День только начинался. Во дворе куры, словно депутаты, искали поживу. То рыли землю в поисках червяка или ещё какой добычи, то вдруг кидались к бадейке, куда мать обыкновенно сыпала корм, проверить – не появился ль обед. Какой им обед, погодят.
– Ты, Корнейка, на поезде ехал? – задал Санька вопрос. Не то, что б не знал, или интересовался очень, а из вежливости. Гостей положено спрашивать о дороге, о здоровье, о ценах на то и се. Про цены ему совсем неинтересно, про здоровье тоже, и так видно, здоровый гость, остается – про дорогу.
– На поезде, – охотно откликнулся Корнейка.
– Не побоялась мать одного отпустить?
– Мать-то нет, а проводник упирался.
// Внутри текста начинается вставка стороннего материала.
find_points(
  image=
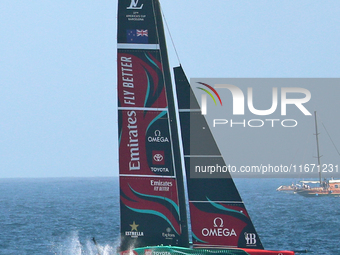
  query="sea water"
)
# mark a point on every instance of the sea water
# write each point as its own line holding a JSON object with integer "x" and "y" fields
{"x": 62, "y": 215}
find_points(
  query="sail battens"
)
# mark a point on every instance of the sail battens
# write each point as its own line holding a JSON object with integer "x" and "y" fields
{"x": 143, "y": 109}
{"x": 135, "y": 46}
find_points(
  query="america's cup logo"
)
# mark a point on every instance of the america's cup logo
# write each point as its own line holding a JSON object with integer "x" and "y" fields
{"x": 134, "y": 5}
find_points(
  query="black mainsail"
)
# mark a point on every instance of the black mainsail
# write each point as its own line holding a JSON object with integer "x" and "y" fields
{"x": 152, "y": 192}
{"x": 152, "y": 213}
{"x": 218, "y": 215}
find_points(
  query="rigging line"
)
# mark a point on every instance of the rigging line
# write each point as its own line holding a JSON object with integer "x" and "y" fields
{"x": 330, "y": 138}
{"x": 167, "y": 28}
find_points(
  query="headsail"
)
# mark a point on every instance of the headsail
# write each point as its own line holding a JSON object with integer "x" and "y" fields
{"x": 151, "y": 210}
{"x": 218, "y": 215}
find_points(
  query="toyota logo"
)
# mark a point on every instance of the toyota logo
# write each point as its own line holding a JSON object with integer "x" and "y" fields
{"x": 158, "y": 157}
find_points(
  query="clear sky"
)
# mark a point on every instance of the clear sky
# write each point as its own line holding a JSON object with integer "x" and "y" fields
{"x": 58, "y": 69}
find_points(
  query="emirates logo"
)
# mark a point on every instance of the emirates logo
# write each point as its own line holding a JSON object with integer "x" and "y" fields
{"x": 158, "y": 157}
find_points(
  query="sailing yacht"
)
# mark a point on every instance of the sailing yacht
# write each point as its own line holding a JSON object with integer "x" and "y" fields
{"x": 157, "y": 149}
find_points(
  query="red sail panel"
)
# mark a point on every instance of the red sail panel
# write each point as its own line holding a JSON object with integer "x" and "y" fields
{"x": 151, "y": 205}
{"x": 145, "y": 145}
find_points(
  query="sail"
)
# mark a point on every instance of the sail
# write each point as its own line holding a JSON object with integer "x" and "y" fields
{"x": 218, "y": 215}
{"x": 152, "y": 212}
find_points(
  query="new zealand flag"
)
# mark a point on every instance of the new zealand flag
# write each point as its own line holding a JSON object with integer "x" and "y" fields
{"x": 137, "y": 36}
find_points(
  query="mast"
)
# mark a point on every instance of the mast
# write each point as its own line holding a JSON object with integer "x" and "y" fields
{"x": 317, "y": 147}
{"x": 152, "y": 203}
{"x": 184, "y": 241}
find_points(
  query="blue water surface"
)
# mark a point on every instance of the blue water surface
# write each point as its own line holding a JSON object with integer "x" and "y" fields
{"x": 61, "y": 215}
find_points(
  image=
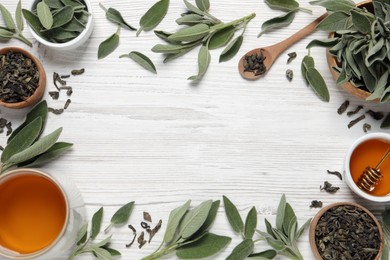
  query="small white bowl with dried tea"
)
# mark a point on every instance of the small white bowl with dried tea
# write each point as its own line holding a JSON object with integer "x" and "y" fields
{"x": 346, "y": 230}
{"x": 22, "y": 78}
{"x": 60, "y": 24}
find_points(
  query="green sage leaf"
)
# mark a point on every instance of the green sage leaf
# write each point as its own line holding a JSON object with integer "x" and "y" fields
{"x": 174, "y": 219}
{"x": 242, "y": 250}
{"x": 39, "y": 110}
{"x": 203, "y": 5}
{"x": 122, "y": 215}
{"x": 325, "y": 43}
{"x": 56, "y": 150}
{"x": 231, "y": 49}
{"x": 54, "y": 4}
{"x": 194, "y": 219}
{"x": 361, "y": 22}
{"x": 44, "y": 15}
{"x": 208, "y": 245}
{"x": 142, "y": 60}
{"x": 39, "y": 147}
{"x": 153, "y": 16}
{"x": 32, "y": 20}
{"x": 7, "y": 17}
{"x": 318, "y": 84}
{"x": 334, "y": 6}
{"x": 277, "y": 22}
{"x": 233, "y": 215}
{"x": 116, "y": 17}
{"x": 82, "y": 234}
{"x": 284, "y": 5}
{"x": 62, "y": 17}
{"x": 108, "y": 46}
{"x": 23, "y": 139}
{"x": 250, "y": 223}
{"x": 96, "y": 223}
{"x": 221, "y": 37}
{"x": 190, "y": 34}
{"x": 19, "y": 16}
{"x": 334, "y": 22}
{"x": 204, "y": 58}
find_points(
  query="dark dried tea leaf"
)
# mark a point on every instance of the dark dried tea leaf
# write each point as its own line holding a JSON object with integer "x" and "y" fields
{"x": 147, "y": 216}
{"x": 291, "y": 57}
{"x": 355, "y": 121}
{"x": 343, "y": 107}
{"x": 77, "y": 72}
{"x": 316, "y": 204}
{"x": 328, "y": 187}
{"x": 338, "y": 174}
{"x": 353, "y": 112}
{"x": 289, "y": 75}
{"x": 375, "y": 115}
{"x": 366, "y": 127}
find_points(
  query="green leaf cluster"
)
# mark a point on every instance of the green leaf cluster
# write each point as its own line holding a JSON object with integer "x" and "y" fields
{"x": 290, "y": 7}
{"x": 361, "y": 44}
{"x": 58, "y": 21}
{"x": 13, "y": 28}
{"x": 188, "y": 234}
{"x": 205, "y": 30}
{"x": 25, "y": 146}
{"x": 101, "y": 250}
{"x": 284, "y": 236}
{"x": 247, "y": 230}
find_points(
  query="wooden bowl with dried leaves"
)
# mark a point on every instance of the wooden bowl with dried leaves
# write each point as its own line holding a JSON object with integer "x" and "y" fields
{"x": 33, "y": 87}
{"x": 345, "y": 229}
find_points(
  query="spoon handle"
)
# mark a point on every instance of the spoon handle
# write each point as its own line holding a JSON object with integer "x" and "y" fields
{"x": 305, "y": 31}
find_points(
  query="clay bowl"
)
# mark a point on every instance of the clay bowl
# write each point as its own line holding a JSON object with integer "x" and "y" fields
{"x": 34, "y": 98}
{"x": 323, "y": 210}
{"x": 332, "y": 62}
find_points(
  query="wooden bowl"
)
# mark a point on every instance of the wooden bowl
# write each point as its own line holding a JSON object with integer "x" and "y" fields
{"x": 317, "y": 217}
{"x": 332, "y": 62}
{"x": 37, "y": 95}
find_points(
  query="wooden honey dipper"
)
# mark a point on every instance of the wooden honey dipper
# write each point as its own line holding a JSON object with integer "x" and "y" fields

Мол, не положено малолетним одним, без сопровождения ездить.
– Выдумывает, верно.
– Нет, не выдумывает. Есть такое правило.
– И как же ты доехал?
– Мать сказала, чтоб он и присматривал.
– И…
– И присматривал. Как мимо меня пойдет, так и смотрит, смотрит. Вокруг даже смеяться начали, уж не диверсанта ли приметил.
– А ты на какой полке спал, на верхней, или на нижней?
– Место нижнее было, да я его уступил.
– Правильно, я тоже люблю на верхней полке, – Санька, правда, ездил на поезде всего один раз в жизни, совсем малышом, ещё до школы, но верхняя полка ему понравилась навсегда. Высоко, никто не мешает, и в окошко смотреть интересно, лежишь и смотришь – поля, деревни, реки, леса… А на нижней полке если лежишь, то ничего не видишь, кроме облаков и попутчиков.
– Айда на улицу?
– Айда, – серьезно ответил Корнейка.
Улица, главная, она же единственная, тянулась из конца в конец деревни. Были правда ещё два-три переулочка, но так… неинтересные. А на улице – интересно. То трактор проедет, то мотоцикл, а по воскресеньям аж целый автобус из района.
– Пацаны у нас в Лисьей Норушке нормальные. Хорошие, можно сказать, пацаны, – рассказывал он Корнейке. – Есть два-три вредных, зато остальные дружные. Я тебя с ними познакомлю, с Ваняткой, с Равилем, ещё с Петькой Пирогом, да со всеми…
– Познакомь, – Корнейка шел спокойно, отдыхая, но Санька видел, как гость внимательно рассматривал и дома, и деревья, и даже кошек, что лениво лежали в предчувствии жары в тенёчке.
Навстречу, скучая, шел Петька Пирог.
– Физкульт-привет! – Петька недавно прочитал книжку про старую жизнь, и вторую неделю сыпал диковинными словечками: звено, пионер, драмкружок. Он и Саньке дал её почитать. Ничего книжка, про клад. Большой алмаз помещик спрятал, а ребята нашли. Не шаляй-валяй наугад, а подумали – и нашли. Дедуктивный метод.
– Привет-фикульт, однако, – ответил он. – Знакомься, это мой брат двоюродный, Корнейка. Сегодня утром приехал. С Урала. А это Петька-Пирог, мы его Пирогом зовем оттого, что он лодку строил, пирогу.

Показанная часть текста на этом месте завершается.